Although some nine years later the Elementary Education Act of 1870 would make it compulsory for children to attend school from the age of five, Frederick, at the age of four, was already at school, being described in the census as a “scholar”. In 1871, Frederick, now 14 years, was still living with his family in High Street, Chesham.

At some point after the 1871 census, Frederick moved to North London.

On 25th August 1879 at the age of 22 he married. His bride was the 20 year old Harriet Fanny Nash. The marriage was celebrated in the Parish Church of Hampstead. Although the couple married in London, Harriet had been born and grew up in Berkhamsted. Whether they met in London, or knew each other before moving there, is not clear.
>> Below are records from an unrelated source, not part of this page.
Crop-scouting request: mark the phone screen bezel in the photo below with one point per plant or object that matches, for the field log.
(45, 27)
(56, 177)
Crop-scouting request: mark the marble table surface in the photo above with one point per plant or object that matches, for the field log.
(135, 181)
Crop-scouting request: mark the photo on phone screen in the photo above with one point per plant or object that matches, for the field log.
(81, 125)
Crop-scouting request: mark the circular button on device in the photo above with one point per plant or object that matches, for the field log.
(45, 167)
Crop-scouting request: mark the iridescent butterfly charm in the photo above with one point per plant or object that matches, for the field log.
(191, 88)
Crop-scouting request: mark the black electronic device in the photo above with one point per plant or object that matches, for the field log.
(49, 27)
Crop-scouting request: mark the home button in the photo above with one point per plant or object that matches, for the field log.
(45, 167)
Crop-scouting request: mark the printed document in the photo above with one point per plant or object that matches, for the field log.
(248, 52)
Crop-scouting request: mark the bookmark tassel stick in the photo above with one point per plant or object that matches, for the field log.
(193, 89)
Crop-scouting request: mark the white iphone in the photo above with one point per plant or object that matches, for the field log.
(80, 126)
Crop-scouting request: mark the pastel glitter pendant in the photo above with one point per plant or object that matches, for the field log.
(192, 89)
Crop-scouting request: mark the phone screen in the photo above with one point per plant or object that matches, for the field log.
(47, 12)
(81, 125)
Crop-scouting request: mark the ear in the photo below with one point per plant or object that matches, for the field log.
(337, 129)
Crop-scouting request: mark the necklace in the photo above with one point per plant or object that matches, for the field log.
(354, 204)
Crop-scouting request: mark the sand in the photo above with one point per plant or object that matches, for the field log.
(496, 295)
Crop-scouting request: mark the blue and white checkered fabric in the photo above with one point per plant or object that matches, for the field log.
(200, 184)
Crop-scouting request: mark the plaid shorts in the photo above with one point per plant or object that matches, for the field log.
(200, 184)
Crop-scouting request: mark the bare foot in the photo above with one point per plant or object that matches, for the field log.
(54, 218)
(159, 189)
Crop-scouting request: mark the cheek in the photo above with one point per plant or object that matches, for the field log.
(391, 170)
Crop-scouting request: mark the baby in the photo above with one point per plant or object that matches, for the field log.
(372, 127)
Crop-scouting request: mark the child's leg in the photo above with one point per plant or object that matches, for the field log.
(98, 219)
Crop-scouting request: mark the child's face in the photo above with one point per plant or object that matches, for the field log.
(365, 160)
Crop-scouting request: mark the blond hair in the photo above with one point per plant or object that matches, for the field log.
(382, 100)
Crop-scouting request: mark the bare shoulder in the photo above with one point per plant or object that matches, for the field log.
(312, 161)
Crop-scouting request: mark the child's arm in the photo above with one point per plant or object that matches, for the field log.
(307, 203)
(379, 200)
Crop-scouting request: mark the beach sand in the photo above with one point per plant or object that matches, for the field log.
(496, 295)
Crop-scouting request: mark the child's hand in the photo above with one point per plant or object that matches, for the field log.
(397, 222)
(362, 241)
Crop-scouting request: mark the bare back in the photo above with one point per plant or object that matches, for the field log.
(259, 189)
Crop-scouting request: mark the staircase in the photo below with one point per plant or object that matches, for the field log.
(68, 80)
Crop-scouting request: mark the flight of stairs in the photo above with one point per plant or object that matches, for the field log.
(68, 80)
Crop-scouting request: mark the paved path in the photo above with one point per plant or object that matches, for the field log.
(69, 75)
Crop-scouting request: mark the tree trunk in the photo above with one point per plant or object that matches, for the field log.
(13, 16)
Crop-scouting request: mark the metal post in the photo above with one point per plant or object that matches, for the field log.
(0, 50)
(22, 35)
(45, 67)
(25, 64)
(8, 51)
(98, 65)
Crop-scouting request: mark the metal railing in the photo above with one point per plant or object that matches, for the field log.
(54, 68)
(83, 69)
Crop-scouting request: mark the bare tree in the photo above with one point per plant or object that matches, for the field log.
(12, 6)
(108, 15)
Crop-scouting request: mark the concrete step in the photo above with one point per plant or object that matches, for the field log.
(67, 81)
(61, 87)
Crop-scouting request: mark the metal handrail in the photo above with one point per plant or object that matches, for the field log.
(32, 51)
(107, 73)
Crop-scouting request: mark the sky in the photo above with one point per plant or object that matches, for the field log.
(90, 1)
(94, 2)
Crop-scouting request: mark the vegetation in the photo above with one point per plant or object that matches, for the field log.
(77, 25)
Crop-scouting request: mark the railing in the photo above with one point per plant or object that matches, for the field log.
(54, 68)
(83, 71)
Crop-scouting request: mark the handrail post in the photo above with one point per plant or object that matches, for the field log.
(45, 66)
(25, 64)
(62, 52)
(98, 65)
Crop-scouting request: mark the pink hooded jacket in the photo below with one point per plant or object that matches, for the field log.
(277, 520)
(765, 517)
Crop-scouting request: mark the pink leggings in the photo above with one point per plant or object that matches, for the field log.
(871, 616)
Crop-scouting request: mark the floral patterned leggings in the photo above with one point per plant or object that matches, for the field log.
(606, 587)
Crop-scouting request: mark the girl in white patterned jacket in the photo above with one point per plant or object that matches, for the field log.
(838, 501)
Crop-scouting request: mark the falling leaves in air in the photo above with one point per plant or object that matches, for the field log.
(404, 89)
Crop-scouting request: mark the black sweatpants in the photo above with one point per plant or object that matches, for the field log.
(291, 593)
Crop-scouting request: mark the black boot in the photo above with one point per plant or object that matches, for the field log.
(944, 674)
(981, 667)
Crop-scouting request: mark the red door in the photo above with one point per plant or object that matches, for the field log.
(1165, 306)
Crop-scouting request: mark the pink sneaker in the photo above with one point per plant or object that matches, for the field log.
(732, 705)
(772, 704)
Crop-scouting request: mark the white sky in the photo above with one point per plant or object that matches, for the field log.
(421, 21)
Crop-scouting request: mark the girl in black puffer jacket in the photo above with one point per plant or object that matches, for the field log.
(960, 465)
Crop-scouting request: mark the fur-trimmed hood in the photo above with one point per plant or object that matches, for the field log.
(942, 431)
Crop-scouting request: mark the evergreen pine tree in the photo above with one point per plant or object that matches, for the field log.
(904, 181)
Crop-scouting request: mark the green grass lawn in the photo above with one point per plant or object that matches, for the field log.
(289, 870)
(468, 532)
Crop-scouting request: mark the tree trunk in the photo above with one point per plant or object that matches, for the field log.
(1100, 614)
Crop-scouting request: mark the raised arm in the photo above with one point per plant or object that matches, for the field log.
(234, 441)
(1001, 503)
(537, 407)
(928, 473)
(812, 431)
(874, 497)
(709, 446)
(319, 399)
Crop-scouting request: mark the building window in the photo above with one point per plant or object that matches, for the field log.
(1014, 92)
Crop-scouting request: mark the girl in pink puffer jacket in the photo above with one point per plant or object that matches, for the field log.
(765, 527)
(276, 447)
The marriage certificate reveals that Frederick’s occupation, like that of so many other male members of the extended Kingham family, was that of baker.

The 1881 census tells us that two years later Frederick, Harriet and their first child Alice, who had been born in 1881, were still in North London, living in the Northolt Road, Harrow.

The family didn’t stay in London. By 1891 they had moved back to Berkhamsted, setting up home in Manor Street and the following year in 1892 Harriet gave birth to their second child Charles. Frederick continued to work as baker, the 1891 census describing him as “journeyman baker.” Frederick and Harriet stayed in Manor Street until the mid 1920s. In 1901, Alice, aged 21 was still living with her parents, working as a confectioner’s assistant. Charles, age 11 years was at school. By the time of the 1911 census both Alice and Charles had moved on, Frederick and Harriet remaining in Manor Street.  Frederick, age 54 years, was still working as a baker.

The Electoral Rolls disclose that by 1919 Frederick and Harriet were still living in Berkhamsted, but had moved to the High Street, where the Roll for 1929 also places them.

Harriet died in 1935.

In 1939 Frederick was living at 14 George Street, Berkhamsted, the home of George and Emily Freeman and their children.

Frederick died on 21st September 1943 aged 86. He died in Wellhouse Hospital,  Barnet. The probate records give his address as  Brackley, Totteridge Lane, Whetstone, London. That was the home of his son Charles who must have been caring for his father in his old age. Frederick didn’t leave a will, dying intestate. Charles was appointed administrator of the estate.

Notwithstanding his move away from Berkhamsted, Frederick was brought back for burial with Harriet in Rectory Lane Cemetery.